A review on experimentally observed mechanical and microstructural characteristics of interfaces in multi-material laser powder bed fusion

Abstract

Additive manufacturing (AM) is a revolutionary technology. One of the key AM categories, metal powder-based fusion processes, has many advantages compared to conventional methods for fabricating structural materials, such as permitting increased geometric complexity. While single material metal powder AM has advanced significantly in the past decade, multi-material AM is gradually attracting more attention owing to the recent breakthrough in multi-material feedstock delivery and the growing interest of fabricating functionally graded components. Multi-material AM offers an alternative route for applications that require location dependent material properties and high geometrical complexity. The AM community has invented several ways to achieve compositional gradients and discrete boundaries in two and three dimensions using mechanical spreading, nozzle-based, electrophotographic, and hybrid techniques. This article reviews the current state of laser powder bed fusion based multi-material AM of metals with focuses on the characteristics of the material interface as well as the properties and performance of the AM built functionally graded materials. We show the common challenges and issues related to material transitions, such as defects, segregation, phase separation, and the efficacy of some potential solutions including material and process optimizations.
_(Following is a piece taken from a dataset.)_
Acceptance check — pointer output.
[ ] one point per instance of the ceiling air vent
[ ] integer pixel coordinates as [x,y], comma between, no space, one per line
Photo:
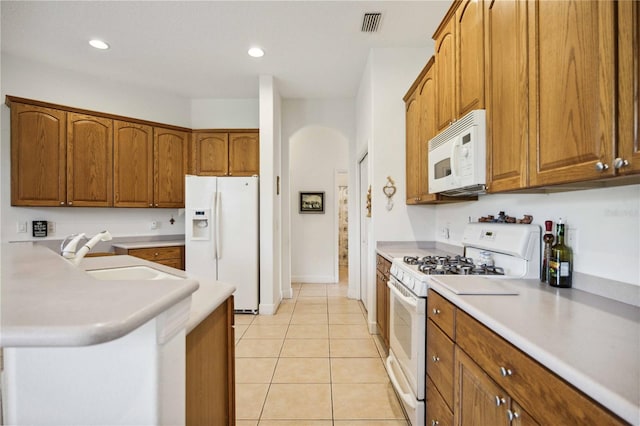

Additionally, this study evaluates the applicability and limitations of the existing testing standards and methods for measuring mechanical performance of functionally graded materials. Finally, we discuss mechanical testing development opportunities, which can help multi-material AM move towards higher technological maturity. In general, we find that the link between gradient microstructure and mechanical properties is not well understood or studied and suggest several mechanical tests that may better inform this knowledge gap.